Ana no planificó su futro profesional, tal vez ése fuera uno de sus errores de juventud que más caro pagaría, el hecho de no poder ser independiente económicamente, fue una losa que impidió que pudiera vivir otro tipo de vida.
Fue feliz organizando su nuevo hogar, supervisando los preparativos de su boda y haciendo realidad su sueño de formar una familia. Tal vez esos fueran los mejores años de su vida.
Realmente el día de su boda, fue el día que más vi brillar a Ana. Estaba radiante, a pesar de que, una vez más, tampoco en los preparativos previos, ni el día del evento pudo contar con la ayuda de su madre, ésta tuvo una fuerte recaída en su depresión al saber que su hija se casaba, y no salió de ése profundo pozo hasta bien pasado el día del enlace, al que acudió sostenida por una hermana y por su hija menor, la hermana de Ana.

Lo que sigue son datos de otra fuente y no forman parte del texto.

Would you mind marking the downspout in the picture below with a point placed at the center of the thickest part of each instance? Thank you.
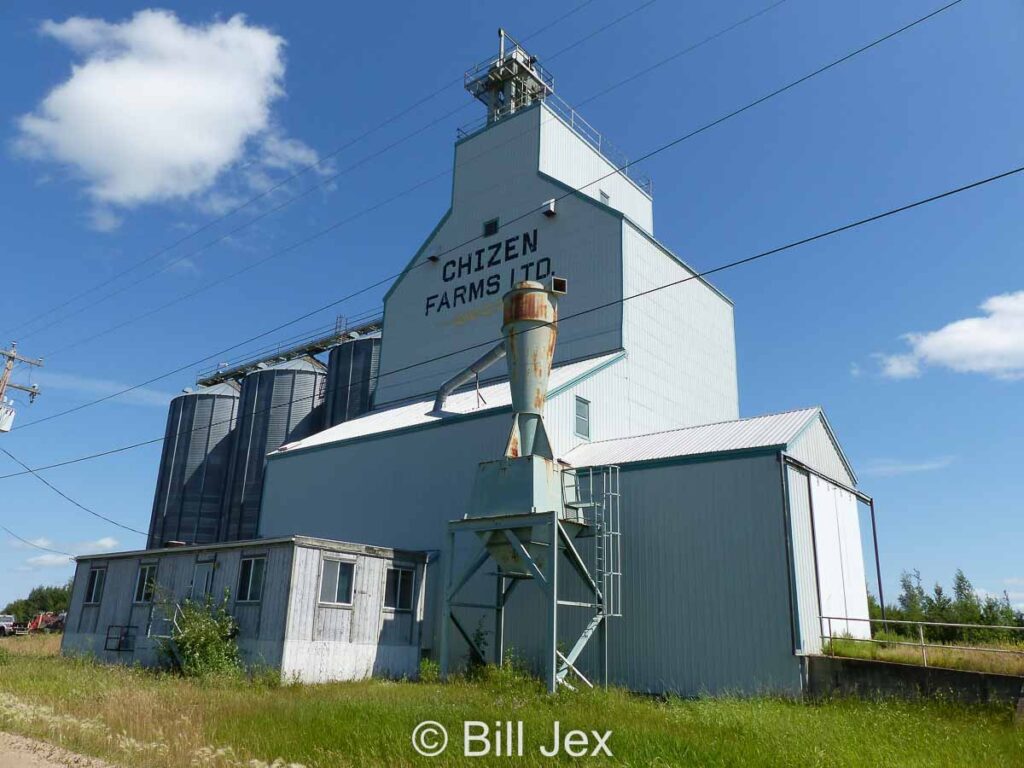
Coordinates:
(468, 373)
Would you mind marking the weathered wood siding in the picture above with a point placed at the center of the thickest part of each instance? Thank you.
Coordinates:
(343, 642)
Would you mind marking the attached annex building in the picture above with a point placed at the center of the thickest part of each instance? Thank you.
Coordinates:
(736, 534)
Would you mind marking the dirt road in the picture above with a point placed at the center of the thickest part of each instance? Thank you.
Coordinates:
(17, 752)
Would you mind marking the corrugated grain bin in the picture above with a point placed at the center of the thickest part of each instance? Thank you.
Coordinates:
(194, 466)
(280, 403)
(351, 379)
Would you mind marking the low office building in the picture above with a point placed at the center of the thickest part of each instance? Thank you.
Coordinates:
(315, 609)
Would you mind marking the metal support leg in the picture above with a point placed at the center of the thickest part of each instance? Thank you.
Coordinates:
(500, 621)
(446, 604)
(878, 566)
(552, 577)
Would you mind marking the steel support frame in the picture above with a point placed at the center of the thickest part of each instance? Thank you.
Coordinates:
(557, 666)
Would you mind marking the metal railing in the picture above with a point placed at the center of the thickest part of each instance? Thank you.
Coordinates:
(580, 126)
(922, 642)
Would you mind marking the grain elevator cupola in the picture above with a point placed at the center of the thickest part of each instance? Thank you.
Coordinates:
(511, 82)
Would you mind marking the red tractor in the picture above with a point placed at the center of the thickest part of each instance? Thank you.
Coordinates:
(48, 622)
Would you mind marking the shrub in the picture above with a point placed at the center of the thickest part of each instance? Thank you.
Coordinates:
(202, 642)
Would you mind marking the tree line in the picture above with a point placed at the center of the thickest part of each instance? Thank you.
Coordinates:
(40, 600)
(963, 605)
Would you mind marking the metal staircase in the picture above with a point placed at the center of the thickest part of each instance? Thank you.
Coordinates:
(591, 498)
(165, 628)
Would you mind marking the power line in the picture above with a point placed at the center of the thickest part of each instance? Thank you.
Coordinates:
(505, 223)
(12, 535)
(334, 153)
(697, 275)
(62, 495)
(315, 236)
(359, 214)
(323, 182)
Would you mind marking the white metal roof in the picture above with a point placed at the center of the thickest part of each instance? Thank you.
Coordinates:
(493, 396)
(775, 430)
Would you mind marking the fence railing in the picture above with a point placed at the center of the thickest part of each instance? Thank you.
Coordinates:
(580, 126)
(919, 631)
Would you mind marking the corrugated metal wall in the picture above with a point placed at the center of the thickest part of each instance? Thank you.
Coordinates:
(707, 584)
(194, 467)
(681, 342)
(576, 163)
(805, 568)
(351, 380)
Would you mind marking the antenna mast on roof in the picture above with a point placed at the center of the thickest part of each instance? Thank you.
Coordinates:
(509, 83)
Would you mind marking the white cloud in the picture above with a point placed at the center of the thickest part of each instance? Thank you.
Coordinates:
(894, 467)
(48, 560)
(107, 544)
(103, 220)
(41, 541)
(56, 560)
(991, 344)
(101, 387)
(156, 110)
(899, 366)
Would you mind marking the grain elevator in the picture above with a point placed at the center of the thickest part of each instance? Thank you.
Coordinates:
(597, 505)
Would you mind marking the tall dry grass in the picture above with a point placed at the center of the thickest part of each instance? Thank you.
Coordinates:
(140, 718)
(947, 656)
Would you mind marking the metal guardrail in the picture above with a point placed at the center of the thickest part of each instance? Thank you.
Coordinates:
(922, 643)
(581, 127)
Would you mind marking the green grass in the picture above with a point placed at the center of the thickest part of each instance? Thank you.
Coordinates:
(134, 717)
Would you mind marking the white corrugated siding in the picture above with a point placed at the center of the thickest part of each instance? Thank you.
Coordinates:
(805, 568)
(816, 449)
(497, 176)
(759, 432)
(706, 587)
(681, 341)
(576, 163)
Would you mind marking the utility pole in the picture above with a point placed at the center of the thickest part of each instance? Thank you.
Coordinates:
(10, 356)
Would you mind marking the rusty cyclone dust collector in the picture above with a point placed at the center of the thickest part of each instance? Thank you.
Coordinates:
(527, 478)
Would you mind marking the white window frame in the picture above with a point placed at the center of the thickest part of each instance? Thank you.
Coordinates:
(412, 589)
(249, 586)
(351, 584)
(90, 587)
(207, 588)
(146, 585)
(576, 418)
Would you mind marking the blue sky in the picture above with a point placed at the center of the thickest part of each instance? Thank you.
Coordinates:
(867, 324)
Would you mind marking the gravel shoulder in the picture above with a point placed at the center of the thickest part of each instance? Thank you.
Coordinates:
(18, 752)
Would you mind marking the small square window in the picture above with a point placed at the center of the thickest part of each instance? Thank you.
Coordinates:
(251, 580)
(94, 589)
(145, 585)
(202, 581)
(398, 589)
(583, 418)
(336, 582)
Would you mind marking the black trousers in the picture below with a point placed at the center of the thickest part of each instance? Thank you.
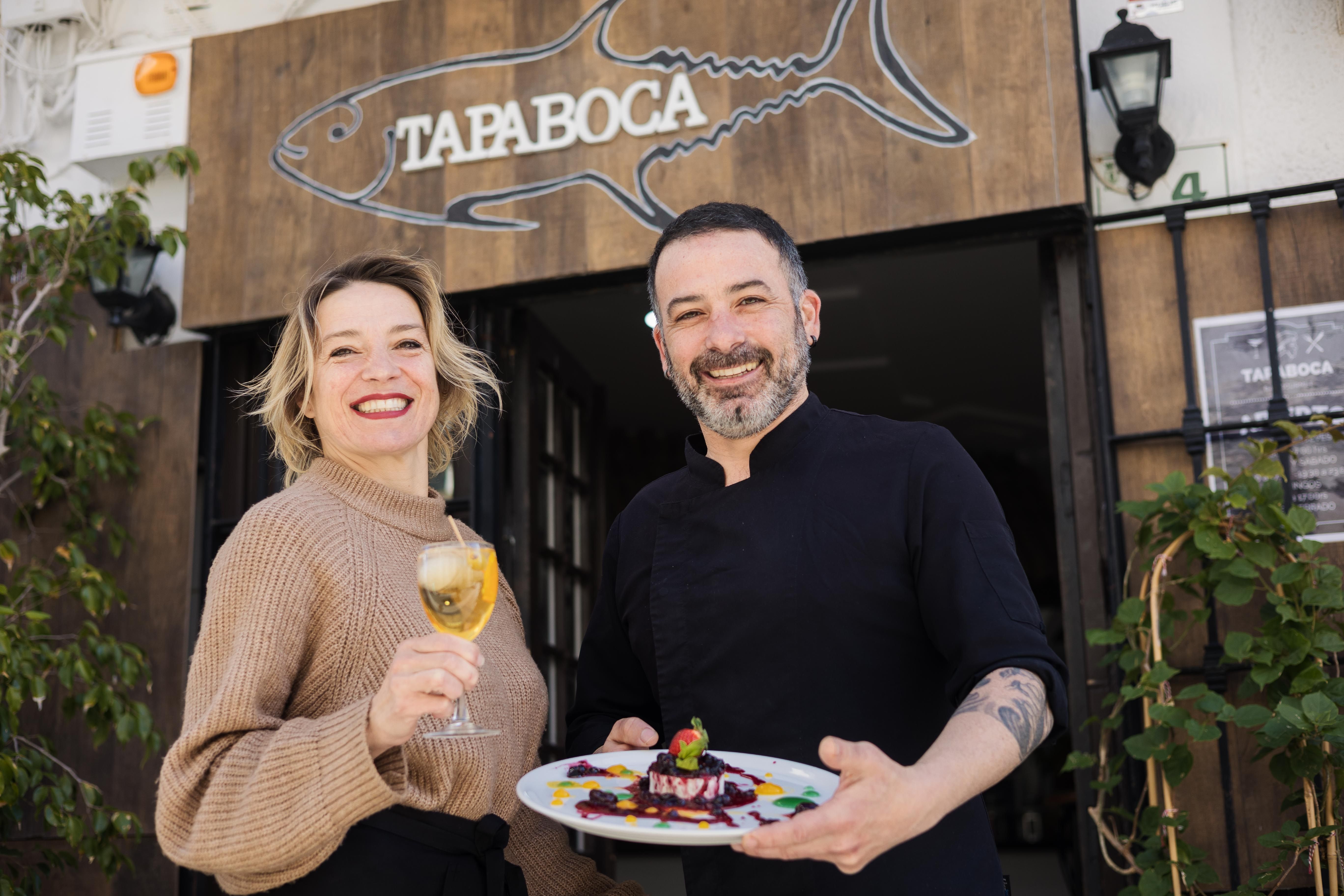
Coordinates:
(416, 854)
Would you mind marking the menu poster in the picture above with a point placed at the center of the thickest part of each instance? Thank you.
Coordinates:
(1234, 385)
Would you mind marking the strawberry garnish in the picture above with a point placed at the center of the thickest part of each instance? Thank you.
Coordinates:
(685, 737)
(689, 743)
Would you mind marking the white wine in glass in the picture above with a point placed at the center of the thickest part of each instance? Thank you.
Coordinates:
(459, 582)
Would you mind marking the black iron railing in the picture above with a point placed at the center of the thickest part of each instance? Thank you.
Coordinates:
(1193, 429)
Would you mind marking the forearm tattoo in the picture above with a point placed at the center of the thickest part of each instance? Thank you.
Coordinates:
(1015, 698)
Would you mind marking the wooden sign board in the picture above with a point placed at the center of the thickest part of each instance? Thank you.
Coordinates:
(521, 140)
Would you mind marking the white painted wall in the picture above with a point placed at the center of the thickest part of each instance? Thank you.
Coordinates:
(1267, 77)
(111, 25)
(1264, 77)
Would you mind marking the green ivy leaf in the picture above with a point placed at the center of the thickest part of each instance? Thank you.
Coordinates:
(1179, 764)
(1302, 520)
(1199, 731)
(1329, 641)
(1162, 672)
(1307, 680)
(1078, 759)
(1193, 692)
(1212, 703)
(1174, 716)
(1320, 710)
(1131, 610)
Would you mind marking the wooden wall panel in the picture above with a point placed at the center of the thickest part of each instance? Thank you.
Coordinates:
(826, 170)
(1139, 294)
(155, 572)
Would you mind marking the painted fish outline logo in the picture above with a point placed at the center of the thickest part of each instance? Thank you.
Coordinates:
(643, 205)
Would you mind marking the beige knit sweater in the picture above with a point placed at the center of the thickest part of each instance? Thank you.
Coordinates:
(306, 606)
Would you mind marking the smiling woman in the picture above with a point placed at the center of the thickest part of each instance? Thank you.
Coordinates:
(300, 769)
(376, 320)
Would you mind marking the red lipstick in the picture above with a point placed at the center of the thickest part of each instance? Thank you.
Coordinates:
(382, 397)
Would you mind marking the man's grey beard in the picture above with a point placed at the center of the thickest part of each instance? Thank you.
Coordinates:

Miguel me gustó, gustaba a todas las personas que le conocían, era líder por naturaleza, tenía tal carisma que supo hacerse a sí mismo, y a juzgar por los resultados, no le había ido nada mal.
Si, Miguel me gustó, hasta que tuve la oportunidad de conocerle mejor, de descubrir cuál era su juego, como era su comportamiento con Ana, era ¿Cómo explicarlo? Ana formaba parte de su obra, de sus triunfos, era como un trofeo más, un personaje principal en la perfecta vida que Miguel había creado.
Parecían la pareja perfecta, pero solo era fachada, un espejismo.
Ana es fuerte, pero hasta los pilares más sólidos pueden derrumbarse si sus cimientos se ven sacudidos, y los cimientos de Ana, jamás fueron resistentes. Nunca estuvieron debidamente estructurados.
Para casi toda mujer, su madre suele ser el espejo en que mirarse, para bien o para mal, procuramos eliminar lo que no nos gusta, y nos enorgullece comprobar que hemos “heredado” eso que nos resulta atractivo, práctico y positivo de nuestras progenitoras.
A Ana se le rompió ese espejo antes de poder decidir si le gustaba el reflejo que le devolvía, ella no tuvo ese referente femenino del que poder extraer lo positivo, sólo sabía lo que no quería ser, por lo que no quería pasar o lo que no deseaba heredar de su madre, sin saber que cuanto más lejos se pensaba de ella, tanto más paralelos eran sus respectivos futuros.